Field-programmable gate arrays (FPGAs) can be seen as an intermediate step between conventional CPUs and ASICs (application specific integrated circuits).
To quote Wikipedia, "FPGAs contain an array of programmable logic blocks, and a hierarchy of reconfigurable interconnects that allow the blocks to be 'wired together'" to perform a required function.
While an ASIC is likely to be faster, its functionality is fixed, whereas an FPGA can be reprogrammed if desired. That could be to fix bugs, add new functions or reimplement existing functions in a more efficient way.
So Microsoft uses FPGAs to implement SDN (software defined networking) for Azure.

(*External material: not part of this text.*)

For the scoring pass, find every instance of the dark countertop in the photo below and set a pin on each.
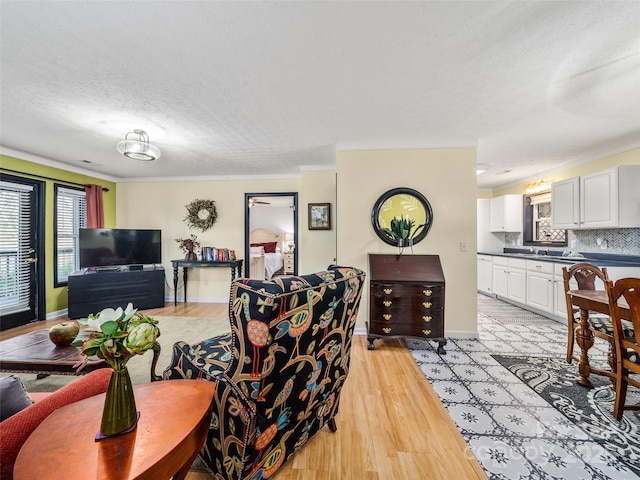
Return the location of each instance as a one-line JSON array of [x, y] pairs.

According to Microsoft Azure CTO Mark Russinovich, processing 40Gbps of traffic in and out of a server would occupy eight full Xeon cores, which are then no longer available to run customers' virtual machines, as well as introducing latency into the network flows.
"Microsoft had already started to develop some expertise in FPGAs and when we looked at it we thought maybe these could solve the problem," he said.
ASICs would give the highest performance, lowest cost and lowest power consumption. "But the challenge we had when we considered ASICs is our software defined network continues to evolve and get new features all the time. If we locked ourselves into an ASIC that takes 18 months to two years to come out with, by then our software defined networking requirements would have changed and we would be stuck with something that was two years old and we would have to try to use that one for at least two years to make our investment worthwhile."
FPGAs, on the other hand, can be reprogrammed as required. "About once a month we update our stacks on these FPGAs across the fleet to fix bugs, improve performance and add new features.," he said.
Using FPGAs can reduce latency by an order of magnitude, for example from 500 microseconds to 50 microseconds or lower, he said, "with zero usage of the [CPU] cores.
This technology is able to support 50 and 100Gbps networking, Russinovich suggested.
"This approach lets us adapt more easily, basically futureproofing us, while driving world-class performance," he told iTWire.
FPGAs are also being put to work in Azure's AI services.
Training a deep learning model is very computationally intensive, and so GPUs are almost universally used for that task.
But when it comes to inferencing (eg, getting a trained model to identify the object in a photograph, the Mandarin equivalent of an English sentence, or the sentiment expressed by a piece of text), it can be hard to keep a GPU busy.
Interactive situations call for instant responses. "You don't want to sit there and wait for a batch of those queries to build up before you submit it to the hardware", but that's what is needed to make the most use of a GPU, he said.
"You just want to send in the queries and get them right back. GPUs are just not able to do realtime AI today. But we realised again with our investments in FPGAs we could put in deep learning models and get realtime [responses] back. That's a project called Brainwave."
Russinovich showed a demo that delivered inferencing queries to a GPU in progressively smaller batches, and as the batch size dropped, so did the number of operations performed per second, as a growing proportion of the GPU's resources sat idle.
But with an FPGA-based inferencing implementation, the number of operations remained steady at around 40 teraflops whether queries were delivered in batches of 256 or individually.
"We're pushing the envelope for machine learning infrastructure in Azure," he said, not just by offering the latest and greatest Nvidia GPUs but also by investing in alternative technologies such as FPGAs.
The Brainwave API would soon be available to Azure customers, Russinovich said.